Rugless was impressed by the teen's maturity - and decades on, he insists nothing has altered.
"Adam hasn't changed at all," he said about Goodes, who won two AFL premierships with the Sydney Swans and two Brownlow Medals as the game's best player.
Goodes also endured appalling racism through his 17-year career with the Swans and called it out in an acclaimed documentary last year entitled The Final Quarter.
"I really respect him," Rugless said. "He is a great role model, especially for indigenous kids.
"He is an Australian of the Year, a successful businessman, but he is such a humble person."
Rugless has kept in contact with Johns since meeting him during his own his playing career.
They became close in 2010 when the former Newcastle Knights and NSW halfback was embroiled in a racism row.
Timana Tahu left a NSW Origin camp in protest at Johns, working as an assistant coach for the Blues, making a racist slur against Queensland's indigenous centre Greg Inglis during a team session.

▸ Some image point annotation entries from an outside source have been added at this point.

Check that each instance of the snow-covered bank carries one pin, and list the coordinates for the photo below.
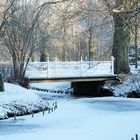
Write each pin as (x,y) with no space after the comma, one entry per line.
(19,101)
(128,87)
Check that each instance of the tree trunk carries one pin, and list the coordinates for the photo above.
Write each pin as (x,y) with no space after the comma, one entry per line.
(120,43)
(1,84)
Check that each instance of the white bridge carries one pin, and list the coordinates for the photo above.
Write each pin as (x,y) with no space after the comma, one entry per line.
(69,70)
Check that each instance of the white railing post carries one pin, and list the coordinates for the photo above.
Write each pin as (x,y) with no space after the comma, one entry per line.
(112,65)
(48,67)
(81,60)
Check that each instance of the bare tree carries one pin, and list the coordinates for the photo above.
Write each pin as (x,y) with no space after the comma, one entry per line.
(122,12)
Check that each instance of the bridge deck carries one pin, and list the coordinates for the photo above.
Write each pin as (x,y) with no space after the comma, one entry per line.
(74,79)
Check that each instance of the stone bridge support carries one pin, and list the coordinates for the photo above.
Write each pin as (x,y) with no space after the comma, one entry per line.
(89,88)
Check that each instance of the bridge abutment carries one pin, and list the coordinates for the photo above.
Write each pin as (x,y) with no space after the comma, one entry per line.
(89,88)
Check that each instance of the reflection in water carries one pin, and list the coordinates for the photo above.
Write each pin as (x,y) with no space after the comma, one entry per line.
(113,105)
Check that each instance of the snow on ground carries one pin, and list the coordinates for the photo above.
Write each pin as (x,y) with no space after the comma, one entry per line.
(18,100)
(106,118)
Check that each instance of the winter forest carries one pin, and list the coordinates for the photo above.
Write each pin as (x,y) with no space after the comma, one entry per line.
(35,33)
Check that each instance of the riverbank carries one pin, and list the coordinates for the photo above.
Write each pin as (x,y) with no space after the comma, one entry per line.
(16,100)
(127,86)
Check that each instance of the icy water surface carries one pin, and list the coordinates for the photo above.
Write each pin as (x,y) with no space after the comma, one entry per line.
(104,104)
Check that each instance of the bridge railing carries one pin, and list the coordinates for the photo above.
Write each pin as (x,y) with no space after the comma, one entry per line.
(70,68)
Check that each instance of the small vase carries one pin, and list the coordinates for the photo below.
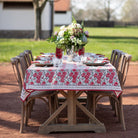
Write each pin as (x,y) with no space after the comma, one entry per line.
(70,53)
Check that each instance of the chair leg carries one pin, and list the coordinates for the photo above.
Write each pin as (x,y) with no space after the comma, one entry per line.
(121,115)
(22,117)
(26,114)
(112,102)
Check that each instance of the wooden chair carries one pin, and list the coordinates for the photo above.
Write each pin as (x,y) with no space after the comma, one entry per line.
(93,97)
(28,56)
(19,67)
(115,61)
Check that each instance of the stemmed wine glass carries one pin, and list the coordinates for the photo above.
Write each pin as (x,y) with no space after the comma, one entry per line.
(58,59)
(81,53)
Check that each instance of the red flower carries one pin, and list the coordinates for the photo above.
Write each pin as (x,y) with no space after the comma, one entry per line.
(79,83)
(115,84)
(103,83)
(43,83)
(67,83)
(92,83)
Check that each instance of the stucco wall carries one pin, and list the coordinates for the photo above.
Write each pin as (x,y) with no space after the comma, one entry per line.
(22,19)
(63,19)
(20,23)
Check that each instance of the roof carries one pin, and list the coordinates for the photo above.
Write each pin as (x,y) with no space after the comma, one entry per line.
(62,5)
(59,5)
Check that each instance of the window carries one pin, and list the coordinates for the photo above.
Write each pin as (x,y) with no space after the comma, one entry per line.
(17,5)
(62,12)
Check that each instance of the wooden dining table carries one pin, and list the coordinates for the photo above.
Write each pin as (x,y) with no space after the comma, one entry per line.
(71,79)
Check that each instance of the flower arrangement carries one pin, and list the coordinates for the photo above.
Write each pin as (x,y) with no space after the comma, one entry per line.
(72,35)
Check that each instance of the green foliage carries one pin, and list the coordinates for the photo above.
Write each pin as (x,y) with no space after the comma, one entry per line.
(101,40)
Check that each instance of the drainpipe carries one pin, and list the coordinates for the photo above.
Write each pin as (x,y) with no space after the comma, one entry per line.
(52,16)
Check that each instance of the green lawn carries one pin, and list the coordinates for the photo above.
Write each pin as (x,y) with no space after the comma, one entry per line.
(101,40)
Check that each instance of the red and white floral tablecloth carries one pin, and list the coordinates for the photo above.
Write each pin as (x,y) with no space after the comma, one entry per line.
(71,76)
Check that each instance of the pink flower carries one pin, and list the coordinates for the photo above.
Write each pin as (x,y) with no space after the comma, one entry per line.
(86,33)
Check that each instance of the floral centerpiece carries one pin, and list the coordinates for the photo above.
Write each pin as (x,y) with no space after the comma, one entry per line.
(71,36)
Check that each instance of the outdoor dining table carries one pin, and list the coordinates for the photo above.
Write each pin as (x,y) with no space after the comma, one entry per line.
(75,78)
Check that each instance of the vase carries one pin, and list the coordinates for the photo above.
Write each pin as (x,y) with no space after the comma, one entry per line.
(70,53)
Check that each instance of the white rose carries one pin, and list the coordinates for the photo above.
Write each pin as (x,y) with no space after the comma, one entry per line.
(78,25)
(62,27)
(61,33)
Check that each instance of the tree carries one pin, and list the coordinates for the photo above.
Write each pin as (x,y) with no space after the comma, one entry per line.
(101,9)
(129,11)
(38,7)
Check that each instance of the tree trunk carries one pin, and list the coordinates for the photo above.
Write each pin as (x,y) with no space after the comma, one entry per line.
(37,35)
(108,11)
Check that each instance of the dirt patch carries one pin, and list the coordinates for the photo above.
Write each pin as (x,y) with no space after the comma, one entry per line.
(10,110)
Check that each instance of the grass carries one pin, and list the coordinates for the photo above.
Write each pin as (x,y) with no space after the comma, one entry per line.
(101,40)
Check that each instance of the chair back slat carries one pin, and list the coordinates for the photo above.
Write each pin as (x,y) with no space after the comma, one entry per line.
(17,71)
(115,58)
(29,56)
(23,63)
(123,68)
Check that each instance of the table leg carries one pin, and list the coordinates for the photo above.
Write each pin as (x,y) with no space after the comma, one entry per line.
(71,102)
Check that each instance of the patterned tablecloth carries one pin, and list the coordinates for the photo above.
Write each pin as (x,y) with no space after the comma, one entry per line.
(71,76)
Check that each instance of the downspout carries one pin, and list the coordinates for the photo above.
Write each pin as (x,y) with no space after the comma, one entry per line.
(52,16)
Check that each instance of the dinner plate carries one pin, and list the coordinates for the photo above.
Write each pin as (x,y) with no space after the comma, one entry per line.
(95,64)
(41,63)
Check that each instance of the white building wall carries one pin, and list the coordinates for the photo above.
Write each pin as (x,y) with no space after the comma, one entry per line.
(63,18)
(22,19)
(46,17)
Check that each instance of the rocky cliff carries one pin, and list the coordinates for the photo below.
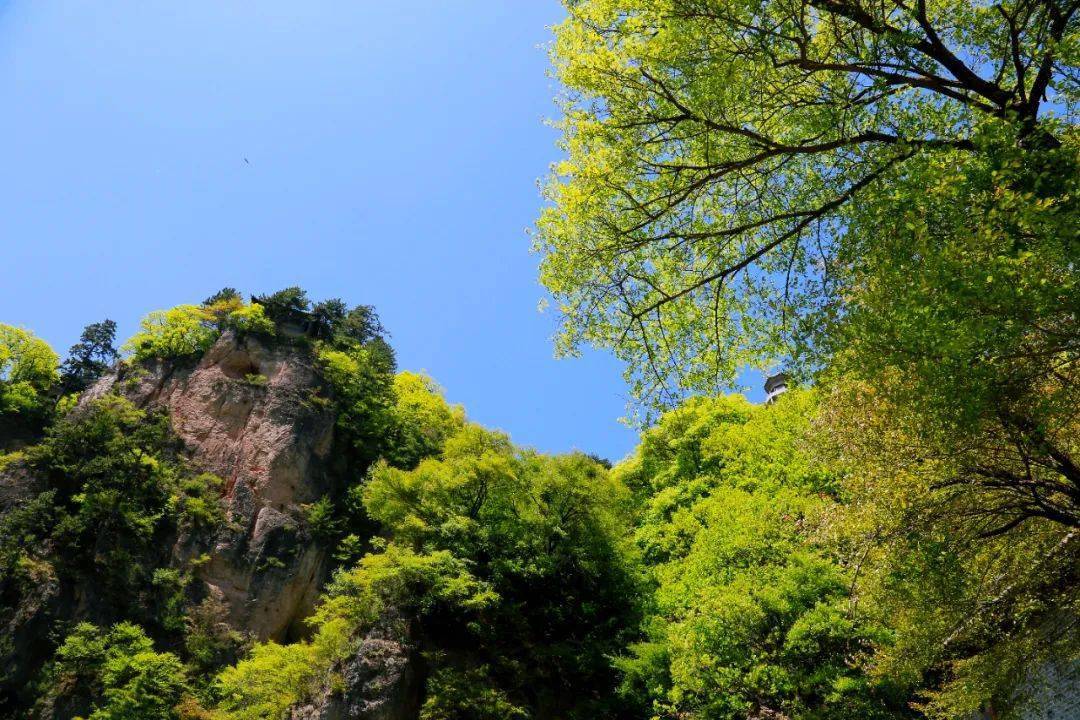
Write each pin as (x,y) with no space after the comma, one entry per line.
(248,412)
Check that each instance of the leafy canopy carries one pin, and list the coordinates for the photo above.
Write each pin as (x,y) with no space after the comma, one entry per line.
(726,161)
(28,368)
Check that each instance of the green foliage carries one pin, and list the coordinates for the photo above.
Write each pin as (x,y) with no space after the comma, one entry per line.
(118,673)
(362,377)
(721,157)
(251,318)
(90,357)
(547,537)
(189,330)
(470,693)
(113,491)
(183,331)
(284,302)
(322,518)
(28,368)
(422,420)
(752,611)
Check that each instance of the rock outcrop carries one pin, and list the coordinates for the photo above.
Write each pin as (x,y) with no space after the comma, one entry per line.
(251,412)
(378,682)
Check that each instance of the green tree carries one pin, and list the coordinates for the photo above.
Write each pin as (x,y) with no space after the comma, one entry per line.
(28,369)
(752,614)
(183,331)
(118,674)
(90,357)
(728,161)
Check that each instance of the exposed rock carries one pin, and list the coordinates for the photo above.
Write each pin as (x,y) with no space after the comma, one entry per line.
(378,682)
(247,412)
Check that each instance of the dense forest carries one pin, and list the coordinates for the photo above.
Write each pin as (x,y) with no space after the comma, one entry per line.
(248,512)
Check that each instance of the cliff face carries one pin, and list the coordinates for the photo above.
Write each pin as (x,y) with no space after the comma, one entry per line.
(250,412)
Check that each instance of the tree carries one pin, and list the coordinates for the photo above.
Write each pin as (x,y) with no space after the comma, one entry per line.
(728,160)
(118,674)
(283,302)
(90,357)
(753,614)
(27,370)
(183,331)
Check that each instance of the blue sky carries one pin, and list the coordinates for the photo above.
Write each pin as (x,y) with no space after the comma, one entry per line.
(382,152)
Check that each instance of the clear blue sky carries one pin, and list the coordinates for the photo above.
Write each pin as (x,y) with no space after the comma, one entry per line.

Despite the controversy, Rugless maintained he knew a different Joey. It's why he invited Johns to speak to his A-grade footy side at La Perouse, where he was coaching.
"The situation wasn't good, but I knew Joey and I knew that wasn't him," he said.
"Joey apologised for what happened. People make mistakes and you get on with it.
"It is about recognising what happened, owning up and learning from it.
"I think my boys can also learn a lot from that."
The Rugless brothers haven't had another training session with Goodes and Johns due to the coronavirus restrictions, but they are planning to meet up again.
"Absolutely, Adam and Joey are open to helping the boys at any time. The boys are very blessed to have two legends helping them out like that."